Red packets are passed out during the Chinese New Year’s celebrations, from married couples or the elderly to unmarried juniors. It is common for adults to give red packets to children.

Red packets are also known as yasuiqian, during this period. Generally speaking, a married person can not turn down a child’s request for a red packet, because it means that this person would be “out of luck” in the new year.

The amount of money in the red packets may vary, but should be of even numbers, as odd numbers are associated with cash given during funerals.

7. New Year Greetings

The Chinese New Year is also the time for socializing. People usually wear new clothes and go out to visit and greet their relatives, friends and even neighbours, so the streets are filled with a lot of cheerful people.
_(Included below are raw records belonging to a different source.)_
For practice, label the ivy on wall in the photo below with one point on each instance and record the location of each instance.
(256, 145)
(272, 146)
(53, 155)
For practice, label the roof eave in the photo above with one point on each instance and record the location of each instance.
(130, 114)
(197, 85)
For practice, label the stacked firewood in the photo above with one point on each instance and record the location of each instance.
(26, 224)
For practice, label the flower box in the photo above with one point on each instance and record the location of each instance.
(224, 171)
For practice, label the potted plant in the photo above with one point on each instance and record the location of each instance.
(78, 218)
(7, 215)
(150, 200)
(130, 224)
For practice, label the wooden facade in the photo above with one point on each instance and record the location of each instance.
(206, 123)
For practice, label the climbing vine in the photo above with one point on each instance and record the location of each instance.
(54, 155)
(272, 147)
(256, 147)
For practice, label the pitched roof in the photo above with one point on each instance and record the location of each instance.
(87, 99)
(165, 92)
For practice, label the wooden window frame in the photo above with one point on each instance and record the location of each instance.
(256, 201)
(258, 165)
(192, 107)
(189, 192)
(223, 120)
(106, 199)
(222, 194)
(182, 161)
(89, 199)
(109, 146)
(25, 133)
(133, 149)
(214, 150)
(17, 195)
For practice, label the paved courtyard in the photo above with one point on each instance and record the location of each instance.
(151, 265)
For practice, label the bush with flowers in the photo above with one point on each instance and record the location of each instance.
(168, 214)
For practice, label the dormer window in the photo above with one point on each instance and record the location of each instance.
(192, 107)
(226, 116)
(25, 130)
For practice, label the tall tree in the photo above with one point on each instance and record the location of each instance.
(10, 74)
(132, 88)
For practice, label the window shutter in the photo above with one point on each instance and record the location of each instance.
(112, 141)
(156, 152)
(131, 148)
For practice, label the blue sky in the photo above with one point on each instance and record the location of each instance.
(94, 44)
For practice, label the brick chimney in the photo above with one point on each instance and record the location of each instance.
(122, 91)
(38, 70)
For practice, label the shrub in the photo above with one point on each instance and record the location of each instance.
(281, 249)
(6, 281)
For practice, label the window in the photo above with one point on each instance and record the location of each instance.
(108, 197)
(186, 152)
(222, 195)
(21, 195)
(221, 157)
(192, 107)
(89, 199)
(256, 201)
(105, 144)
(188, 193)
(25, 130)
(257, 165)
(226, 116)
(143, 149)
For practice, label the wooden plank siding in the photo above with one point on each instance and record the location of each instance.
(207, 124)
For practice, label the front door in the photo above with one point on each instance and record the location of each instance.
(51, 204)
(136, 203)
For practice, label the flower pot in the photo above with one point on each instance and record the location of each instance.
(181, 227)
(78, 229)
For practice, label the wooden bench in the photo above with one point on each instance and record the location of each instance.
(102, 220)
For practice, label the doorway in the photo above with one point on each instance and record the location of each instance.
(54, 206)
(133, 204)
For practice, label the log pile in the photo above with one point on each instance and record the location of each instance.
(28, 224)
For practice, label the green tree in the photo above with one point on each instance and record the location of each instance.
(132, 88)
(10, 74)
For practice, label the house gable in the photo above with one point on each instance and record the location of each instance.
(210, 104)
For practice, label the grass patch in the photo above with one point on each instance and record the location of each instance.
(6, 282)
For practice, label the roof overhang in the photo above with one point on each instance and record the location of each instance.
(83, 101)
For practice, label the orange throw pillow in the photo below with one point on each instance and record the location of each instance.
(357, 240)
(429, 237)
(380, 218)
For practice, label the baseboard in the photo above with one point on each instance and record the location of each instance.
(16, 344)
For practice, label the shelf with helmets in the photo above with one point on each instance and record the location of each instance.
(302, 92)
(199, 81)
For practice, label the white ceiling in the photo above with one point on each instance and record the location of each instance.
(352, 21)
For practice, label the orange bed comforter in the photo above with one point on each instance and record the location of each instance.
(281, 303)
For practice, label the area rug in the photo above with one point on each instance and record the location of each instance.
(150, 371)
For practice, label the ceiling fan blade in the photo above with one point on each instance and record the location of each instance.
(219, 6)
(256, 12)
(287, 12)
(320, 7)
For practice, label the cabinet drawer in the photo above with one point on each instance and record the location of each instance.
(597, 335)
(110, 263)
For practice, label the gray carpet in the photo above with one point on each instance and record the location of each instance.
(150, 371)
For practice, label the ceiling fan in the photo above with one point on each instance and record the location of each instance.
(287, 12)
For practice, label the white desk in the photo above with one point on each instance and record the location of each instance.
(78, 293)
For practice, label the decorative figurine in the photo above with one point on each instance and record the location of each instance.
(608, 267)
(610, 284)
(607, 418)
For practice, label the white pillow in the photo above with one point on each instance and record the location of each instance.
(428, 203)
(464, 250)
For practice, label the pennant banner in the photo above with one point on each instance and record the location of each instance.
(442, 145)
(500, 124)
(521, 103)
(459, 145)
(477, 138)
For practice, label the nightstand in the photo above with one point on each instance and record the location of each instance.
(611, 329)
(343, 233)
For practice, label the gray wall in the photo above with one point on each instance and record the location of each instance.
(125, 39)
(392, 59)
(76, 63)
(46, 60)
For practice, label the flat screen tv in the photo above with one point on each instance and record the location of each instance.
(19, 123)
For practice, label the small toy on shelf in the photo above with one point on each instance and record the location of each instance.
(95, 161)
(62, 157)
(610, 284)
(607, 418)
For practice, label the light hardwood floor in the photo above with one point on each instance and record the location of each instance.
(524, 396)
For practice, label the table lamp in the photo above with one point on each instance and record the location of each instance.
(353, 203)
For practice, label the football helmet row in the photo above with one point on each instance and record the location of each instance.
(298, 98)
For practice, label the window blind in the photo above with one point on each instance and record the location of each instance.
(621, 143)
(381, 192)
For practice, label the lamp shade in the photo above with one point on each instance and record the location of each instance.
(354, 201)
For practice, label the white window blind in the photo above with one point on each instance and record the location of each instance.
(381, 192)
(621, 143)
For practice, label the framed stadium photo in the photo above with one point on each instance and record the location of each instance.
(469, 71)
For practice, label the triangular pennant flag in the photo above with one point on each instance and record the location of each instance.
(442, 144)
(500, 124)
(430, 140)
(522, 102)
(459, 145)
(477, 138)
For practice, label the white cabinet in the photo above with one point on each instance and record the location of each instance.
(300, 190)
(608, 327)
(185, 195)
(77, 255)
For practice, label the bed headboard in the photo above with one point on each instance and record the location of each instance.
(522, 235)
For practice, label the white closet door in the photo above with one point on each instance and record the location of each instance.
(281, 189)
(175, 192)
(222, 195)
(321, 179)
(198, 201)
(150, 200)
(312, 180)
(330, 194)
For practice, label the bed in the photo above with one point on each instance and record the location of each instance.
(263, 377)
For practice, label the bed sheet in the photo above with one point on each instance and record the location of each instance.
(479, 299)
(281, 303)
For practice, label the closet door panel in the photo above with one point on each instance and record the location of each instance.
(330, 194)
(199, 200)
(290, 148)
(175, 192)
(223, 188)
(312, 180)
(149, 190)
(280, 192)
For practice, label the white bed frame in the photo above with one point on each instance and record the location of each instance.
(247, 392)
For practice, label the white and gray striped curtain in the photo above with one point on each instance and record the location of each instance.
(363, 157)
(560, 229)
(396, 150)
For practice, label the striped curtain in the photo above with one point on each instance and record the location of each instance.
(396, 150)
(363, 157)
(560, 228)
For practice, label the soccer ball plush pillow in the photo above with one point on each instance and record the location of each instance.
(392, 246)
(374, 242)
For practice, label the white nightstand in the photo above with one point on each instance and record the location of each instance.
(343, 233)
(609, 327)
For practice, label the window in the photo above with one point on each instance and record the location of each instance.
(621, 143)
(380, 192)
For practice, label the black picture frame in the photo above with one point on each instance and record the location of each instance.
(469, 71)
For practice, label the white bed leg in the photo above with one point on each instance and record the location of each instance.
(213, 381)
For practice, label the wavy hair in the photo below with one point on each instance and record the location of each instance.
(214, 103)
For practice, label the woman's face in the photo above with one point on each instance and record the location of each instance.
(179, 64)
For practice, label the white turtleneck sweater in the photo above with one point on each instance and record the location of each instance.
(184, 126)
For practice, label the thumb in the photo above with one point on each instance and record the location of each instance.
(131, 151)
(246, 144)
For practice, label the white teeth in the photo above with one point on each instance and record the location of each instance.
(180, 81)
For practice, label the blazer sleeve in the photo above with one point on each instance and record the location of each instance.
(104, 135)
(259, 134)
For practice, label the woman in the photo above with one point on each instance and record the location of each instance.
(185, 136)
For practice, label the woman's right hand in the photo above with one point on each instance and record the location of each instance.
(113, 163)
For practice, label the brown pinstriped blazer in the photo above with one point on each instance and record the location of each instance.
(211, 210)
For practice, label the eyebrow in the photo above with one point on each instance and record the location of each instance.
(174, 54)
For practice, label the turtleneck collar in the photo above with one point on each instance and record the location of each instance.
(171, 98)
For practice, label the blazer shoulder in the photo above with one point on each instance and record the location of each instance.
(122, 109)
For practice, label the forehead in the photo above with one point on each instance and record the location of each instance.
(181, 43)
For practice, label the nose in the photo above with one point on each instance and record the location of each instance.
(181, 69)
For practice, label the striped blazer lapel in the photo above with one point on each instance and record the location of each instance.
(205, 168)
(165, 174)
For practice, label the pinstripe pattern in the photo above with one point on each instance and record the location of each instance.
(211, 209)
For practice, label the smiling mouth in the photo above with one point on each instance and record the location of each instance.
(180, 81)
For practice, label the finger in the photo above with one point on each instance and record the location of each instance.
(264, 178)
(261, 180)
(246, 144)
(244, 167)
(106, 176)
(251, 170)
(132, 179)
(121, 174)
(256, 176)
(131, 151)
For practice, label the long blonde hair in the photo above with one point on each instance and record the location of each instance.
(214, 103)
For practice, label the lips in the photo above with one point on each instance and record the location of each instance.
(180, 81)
When they meet, they usually greet each other loudly and enthusiastically with auspicious words or phrases, such as “Happy New Year” (guo nian hao, or xin nian kuai le) and “congratulations and Be Prosperous” (gong xi fa cai).

Origin of Spring Festival – Chinese Folklore
It was recorded that Chinese began to celebrate the Chinese New Year, also known as the Spring Festival, from about 2000 BC, though the celebration were held on different times under different emperors.

Its origin is too old to be traced. Several explanations have been around. All agree, however, that character Nian, which means “year” in modern Chinese, was originally the name of a monster beat which stated to prey on people that night before the beginning of a new year.

The term “guo nian”, which may literally mean “survive the Nian”, becomes today “Celebrate the New Year” as the word “guo” in Chinese having both the meaning of “pass-over” and “observe”. The custom of putting up red paper and firing fire-crackers to scare away Nian is still around. However, people today have long forgotten why they are doing all this, except that they feel the color and the sound add to excitement of the celebration.